Artificial intelligence could significantly enhance power systems, according to Priya Donti, assistant professor and the Silverman Family Career Development Professor in MIT’s Department of Electrical Engineering and Computer Science and the Laboratory for Information and Decision Systems. She illustrated how AI can expedite power grid optimization by incorporating physics-based constraints into neural networks, potentially addressing intricate power flow challenges at “10 times, or even greater, velocity compared to traditional models.”
AI is already contributing to carbon emissions reductions, according to examples shared by Antonia Gawel, global director of sustainability and partnerships at Google. Google Maps’ fuel-efficient routing feature has “helped prevent more than 2.9 million metric tons of GHG [greenhouse gas] emissions since its launch, equivalent to removing 650,000 fuel-based vehicles from the road for a year,” she stated. Another Google research initiative employs artificial intelligence to assist pilots in avoiding contrails, which account for about 1 percent of the global warming impact.
AI’s potential to accelerate materials discovery for energy applications was emphasized by Rafael Gómez-Bombarelli, the Paul M. Cook Career Development Associate Professor in the MIT Department of Materials Science and Engineering. “AI-guided models can be trained to transition from structure to property,” he remarked, facilitating the development of materials essential for both computing and efficiency.
Ensuring growth with sustainability
Throughout the symposium, participants grappled with the balance between swift AI deployment and its environmental repercussions. While AI training garners most attention, Dustin Demetriou, senior technical staff member in sustainability and data center innovation at IBM, referenced a World Economic Forum article suggesting that “80 percent of the environmental footprint is estimated to stem from inferencing.” Demetriou underscored the necessity for efficiency across all artificial intelligence applications.
Jevons’ paradox, where “efficiency improvements tend to increase overall resource consumption rather than diminish it,” is another aspect to consider, warned Emma Strubell, the Raj Reddy Assistant Professor in the Language Technologies Institute at Carnegie Mellon University. Strubell advocated for viewing electricity usage in computer centers as a finite resource necessitating judicious allocation across various applications.
Several presenters proposed innovative strategies for merging renewable sources with existing grid infrastructure, including potential hybrid solutions that combine clean installations with existing natural gas facilities possessing valuable grid linkages. These strategies could offer substantial clean capacity nationwide at reasonable costs while minimizing reliability challenges.

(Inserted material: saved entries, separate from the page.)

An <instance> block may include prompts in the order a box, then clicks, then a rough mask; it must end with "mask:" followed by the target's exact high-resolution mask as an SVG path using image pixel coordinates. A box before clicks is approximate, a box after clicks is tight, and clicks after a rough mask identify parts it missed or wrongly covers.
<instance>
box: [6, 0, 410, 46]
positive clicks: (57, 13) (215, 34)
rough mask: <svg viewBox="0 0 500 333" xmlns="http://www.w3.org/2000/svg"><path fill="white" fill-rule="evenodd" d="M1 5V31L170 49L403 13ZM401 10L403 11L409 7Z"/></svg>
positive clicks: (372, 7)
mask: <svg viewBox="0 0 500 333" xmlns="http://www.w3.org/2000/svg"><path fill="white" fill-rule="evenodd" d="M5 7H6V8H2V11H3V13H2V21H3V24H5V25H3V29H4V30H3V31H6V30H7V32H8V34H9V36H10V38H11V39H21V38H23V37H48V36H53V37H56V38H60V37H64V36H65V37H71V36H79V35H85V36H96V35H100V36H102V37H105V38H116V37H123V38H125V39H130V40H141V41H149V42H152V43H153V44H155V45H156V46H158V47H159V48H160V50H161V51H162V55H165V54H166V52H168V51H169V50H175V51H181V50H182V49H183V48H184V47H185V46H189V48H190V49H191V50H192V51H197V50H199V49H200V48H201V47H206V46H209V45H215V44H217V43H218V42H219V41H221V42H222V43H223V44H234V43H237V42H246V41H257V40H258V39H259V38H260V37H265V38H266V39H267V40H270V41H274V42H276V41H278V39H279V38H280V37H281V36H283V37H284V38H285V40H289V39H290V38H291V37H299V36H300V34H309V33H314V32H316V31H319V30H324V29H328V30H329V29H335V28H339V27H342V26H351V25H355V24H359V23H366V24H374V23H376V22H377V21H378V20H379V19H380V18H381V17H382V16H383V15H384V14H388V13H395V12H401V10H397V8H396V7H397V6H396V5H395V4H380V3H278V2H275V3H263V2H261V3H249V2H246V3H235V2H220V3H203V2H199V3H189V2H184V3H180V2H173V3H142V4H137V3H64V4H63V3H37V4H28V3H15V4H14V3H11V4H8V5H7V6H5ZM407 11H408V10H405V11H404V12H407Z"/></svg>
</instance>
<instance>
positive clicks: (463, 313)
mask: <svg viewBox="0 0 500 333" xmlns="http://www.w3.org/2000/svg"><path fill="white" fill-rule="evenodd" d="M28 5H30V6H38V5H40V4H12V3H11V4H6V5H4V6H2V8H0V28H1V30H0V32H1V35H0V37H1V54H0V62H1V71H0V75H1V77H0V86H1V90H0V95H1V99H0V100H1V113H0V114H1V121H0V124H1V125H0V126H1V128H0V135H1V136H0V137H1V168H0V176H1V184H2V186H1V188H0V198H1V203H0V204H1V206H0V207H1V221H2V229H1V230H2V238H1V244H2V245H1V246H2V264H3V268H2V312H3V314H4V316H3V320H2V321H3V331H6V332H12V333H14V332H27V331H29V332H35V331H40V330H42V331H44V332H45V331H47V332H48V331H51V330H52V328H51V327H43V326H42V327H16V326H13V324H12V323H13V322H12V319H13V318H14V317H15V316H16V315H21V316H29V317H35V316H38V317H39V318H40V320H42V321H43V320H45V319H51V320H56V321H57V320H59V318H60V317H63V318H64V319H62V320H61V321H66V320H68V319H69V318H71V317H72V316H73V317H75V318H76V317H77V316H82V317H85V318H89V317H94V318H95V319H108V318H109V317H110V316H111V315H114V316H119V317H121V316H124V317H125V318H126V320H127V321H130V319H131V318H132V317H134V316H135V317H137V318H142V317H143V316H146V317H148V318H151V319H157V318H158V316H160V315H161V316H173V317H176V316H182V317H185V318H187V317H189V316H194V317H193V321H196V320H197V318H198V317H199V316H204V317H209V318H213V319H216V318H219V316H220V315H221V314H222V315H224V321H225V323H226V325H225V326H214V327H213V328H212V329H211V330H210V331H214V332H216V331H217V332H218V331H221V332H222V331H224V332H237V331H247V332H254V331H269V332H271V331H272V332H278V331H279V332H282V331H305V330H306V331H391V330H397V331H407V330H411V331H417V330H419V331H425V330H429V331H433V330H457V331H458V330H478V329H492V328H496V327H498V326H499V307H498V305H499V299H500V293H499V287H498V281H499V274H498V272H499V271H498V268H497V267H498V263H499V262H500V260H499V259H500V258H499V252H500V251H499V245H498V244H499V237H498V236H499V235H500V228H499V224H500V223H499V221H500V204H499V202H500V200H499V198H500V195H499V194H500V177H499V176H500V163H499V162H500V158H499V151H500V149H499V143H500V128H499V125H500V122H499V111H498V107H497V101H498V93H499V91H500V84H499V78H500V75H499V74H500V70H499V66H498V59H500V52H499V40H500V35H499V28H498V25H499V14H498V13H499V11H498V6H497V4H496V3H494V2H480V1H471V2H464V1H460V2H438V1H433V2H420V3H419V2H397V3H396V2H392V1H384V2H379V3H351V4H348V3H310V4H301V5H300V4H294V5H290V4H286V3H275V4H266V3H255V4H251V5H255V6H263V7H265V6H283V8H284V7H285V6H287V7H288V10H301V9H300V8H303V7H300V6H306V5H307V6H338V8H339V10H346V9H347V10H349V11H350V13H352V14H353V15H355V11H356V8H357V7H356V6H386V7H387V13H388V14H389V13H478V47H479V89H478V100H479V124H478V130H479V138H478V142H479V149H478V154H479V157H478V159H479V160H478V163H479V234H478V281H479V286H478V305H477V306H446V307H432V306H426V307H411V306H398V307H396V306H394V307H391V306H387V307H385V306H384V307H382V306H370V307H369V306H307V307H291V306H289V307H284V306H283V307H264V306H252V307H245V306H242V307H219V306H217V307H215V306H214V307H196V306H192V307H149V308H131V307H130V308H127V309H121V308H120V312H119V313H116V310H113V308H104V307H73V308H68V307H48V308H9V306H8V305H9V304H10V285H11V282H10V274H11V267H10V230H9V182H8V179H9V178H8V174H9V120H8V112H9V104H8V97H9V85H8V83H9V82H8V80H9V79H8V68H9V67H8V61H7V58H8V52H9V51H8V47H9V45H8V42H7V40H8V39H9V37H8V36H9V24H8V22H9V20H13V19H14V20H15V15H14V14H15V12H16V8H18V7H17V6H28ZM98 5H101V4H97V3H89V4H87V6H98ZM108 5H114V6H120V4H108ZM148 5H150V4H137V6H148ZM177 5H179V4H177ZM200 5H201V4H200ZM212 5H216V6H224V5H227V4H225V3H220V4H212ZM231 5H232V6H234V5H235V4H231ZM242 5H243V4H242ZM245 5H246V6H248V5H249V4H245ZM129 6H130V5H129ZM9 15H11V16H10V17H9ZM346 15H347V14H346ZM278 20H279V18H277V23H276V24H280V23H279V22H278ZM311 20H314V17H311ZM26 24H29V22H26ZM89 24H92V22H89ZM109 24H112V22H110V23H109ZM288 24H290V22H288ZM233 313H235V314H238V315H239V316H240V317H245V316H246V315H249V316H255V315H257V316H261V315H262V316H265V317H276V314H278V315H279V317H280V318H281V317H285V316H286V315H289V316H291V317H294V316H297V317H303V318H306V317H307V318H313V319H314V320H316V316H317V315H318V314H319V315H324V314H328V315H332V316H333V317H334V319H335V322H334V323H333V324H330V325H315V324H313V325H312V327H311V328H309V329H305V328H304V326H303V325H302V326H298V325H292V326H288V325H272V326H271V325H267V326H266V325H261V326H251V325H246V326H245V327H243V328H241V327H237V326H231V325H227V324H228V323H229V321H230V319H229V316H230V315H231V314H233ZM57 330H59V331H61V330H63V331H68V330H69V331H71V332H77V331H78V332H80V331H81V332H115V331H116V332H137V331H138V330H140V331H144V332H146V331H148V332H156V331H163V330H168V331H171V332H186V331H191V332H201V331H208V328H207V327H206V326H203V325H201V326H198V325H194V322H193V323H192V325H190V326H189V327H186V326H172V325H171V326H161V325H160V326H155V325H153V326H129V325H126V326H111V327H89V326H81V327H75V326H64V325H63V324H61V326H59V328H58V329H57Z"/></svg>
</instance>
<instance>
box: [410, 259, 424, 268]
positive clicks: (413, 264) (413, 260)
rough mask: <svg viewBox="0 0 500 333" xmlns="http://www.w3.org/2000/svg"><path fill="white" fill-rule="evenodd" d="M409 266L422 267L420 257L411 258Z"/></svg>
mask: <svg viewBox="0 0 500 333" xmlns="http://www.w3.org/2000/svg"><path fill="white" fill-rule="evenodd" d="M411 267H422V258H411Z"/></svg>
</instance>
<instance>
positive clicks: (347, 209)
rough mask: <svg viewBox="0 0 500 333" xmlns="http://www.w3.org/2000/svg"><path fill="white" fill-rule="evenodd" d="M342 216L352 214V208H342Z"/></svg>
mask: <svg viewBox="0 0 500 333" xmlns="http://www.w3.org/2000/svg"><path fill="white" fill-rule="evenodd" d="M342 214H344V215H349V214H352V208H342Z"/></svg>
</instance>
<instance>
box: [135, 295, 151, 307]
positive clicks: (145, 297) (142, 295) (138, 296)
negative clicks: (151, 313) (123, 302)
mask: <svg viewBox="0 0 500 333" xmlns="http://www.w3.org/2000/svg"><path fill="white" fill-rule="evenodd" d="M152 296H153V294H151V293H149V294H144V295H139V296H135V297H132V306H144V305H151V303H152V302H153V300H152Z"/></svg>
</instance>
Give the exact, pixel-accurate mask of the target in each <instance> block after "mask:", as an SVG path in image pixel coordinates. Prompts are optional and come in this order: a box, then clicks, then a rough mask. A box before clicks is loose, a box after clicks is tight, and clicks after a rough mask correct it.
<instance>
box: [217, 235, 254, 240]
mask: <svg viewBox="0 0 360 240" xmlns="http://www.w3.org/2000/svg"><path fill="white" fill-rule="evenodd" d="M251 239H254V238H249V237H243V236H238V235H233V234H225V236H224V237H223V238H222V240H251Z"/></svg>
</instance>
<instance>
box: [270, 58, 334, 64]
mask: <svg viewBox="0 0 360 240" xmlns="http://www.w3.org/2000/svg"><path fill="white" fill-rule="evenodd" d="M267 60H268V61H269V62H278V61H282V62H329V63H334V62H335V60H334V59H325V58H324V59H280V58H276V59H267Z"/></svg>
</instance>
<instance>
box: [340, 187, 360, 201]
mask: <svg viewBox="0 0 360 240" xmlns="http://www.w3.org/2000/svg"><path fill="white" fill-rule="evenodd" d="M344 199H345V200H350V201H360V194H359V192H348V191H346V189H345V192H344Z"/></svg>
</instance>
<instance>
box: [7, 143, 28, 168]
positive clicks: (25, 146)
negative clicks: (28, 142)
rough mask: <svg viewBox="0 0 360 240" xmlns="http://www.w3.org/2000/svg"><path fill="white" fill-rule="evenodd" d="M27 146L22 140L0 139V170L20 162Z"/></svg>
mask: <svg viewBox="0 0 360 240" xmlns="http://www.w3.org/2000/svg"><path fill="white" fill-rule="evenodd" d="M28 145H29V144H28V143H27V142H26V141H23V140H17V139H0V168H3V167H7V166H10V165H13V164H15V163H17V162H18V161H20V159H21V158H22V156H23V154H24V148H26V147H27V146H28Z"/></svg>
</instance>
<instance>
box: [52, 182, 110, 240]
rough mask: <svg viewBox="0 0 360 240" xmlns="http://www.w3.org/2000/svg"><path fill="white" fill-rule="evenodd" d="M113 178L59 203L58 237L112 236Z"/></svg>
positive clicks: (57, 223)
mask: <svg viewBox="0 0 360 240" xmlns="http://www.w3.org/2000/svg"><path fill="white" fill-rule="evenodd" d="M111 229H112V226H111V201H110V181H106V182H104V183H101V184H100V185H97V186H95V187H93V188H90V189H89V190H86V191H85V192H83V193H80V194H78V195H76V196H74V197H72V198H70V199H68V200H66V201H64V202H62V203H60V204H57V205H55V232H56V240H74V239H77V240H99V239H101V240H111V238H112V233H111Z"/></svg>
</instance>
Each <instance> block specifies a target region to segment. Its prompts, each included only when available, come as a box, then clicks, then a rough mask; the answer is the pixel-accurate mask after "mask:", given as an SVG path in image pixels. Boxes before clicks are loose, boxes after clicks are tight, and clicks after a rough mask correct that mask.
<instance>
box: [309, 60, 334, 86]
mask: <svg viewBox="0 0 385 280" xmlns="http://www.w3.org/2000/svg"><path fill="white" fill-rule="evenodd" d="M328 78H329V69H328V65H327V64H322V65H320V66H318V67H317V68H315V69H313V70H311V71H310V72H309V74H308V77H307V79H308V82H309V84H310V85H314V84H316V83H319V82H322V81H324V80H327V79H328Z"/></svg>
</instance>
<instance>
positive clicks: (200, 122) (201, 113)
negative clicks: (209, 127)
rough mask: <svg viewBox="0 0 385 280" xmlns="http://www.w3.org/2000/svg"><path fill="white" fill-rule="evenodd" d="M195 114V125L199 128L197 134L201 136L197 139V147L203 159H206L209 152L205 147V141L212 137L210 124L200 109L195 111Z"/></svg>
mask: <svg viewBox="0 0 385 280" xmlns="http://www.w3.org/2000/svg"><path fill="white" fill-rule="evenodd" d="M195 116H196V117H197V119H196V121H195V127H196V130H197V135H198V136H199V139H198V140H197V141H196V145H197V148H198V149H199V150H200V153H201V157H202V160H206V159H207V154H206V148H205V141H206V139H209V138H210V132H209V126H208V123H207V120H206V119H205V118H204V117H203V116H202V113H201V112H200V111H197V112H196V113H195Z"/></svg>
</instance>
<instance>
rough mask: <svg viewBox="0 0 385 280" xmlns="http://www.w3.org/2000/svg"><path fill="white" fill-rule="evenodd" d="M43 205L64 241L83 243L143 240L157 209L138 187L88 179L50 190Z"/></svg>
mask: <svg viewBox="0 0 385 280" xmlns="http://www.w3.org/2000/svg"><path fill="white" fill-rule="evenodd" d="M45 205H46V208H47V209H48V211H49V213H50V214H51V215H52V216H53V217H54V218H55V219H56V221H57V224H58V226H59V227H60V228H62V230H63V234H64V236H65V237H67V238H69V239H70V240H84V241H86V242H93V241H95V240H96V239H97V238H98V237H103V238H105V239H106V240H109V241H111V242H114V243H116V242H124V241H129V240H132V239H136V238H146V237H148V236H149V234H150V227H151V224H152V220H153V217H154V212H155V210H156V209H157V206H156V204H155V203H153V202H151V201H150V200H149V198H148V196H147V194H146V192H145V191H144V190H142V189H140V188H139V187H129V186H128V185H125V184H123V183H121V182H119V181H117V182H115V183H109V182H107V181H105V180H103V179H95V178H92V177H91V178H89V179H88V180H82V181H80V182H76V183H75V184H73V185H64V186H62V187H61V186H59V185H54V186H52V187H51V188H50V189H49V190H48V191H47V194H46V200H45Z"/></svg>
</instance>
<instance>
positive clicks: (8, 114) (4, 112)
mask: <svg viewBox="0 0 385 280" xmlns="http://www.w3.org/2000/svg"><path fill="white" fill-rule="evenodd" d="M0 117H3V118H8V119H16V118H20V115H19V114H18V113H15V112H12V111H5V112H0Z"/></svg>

Navigating the AI-energy conundrum
The symposium underscored MIT’s pivotal role in formulating solutions to the AI-energy challenge.
Green discussed a new MITEI program focused on computing centers, power, and computation that will function alongside the extensive scope of MIT Climate Project research. “We aim to tackle a highly complex issue that spans from power sources to the algorithms that provide value to the customers — in a manner that is acceptable to all stakeholders and effectively addresses all requirements,” Green remarked.
Symposium participants were surveyed about priorities for MIT’s research by Randall Field, MITEI director of research. The immediate results ranked “data center and grid integration issues” as the highest priority, followed by “AI for expedited discovery of advanced materials for energy.”
Additionally, attendees indicated that most view AI’s capability pertaining to energy as a “promise,” rather than a “peril,” although a significant number remain uncertain about its ultimate effects. When asked about priorities in power supply for computing facilities, half of the respondents indicated carbon intensity as their primary concern, with reliability and cost following closely behind.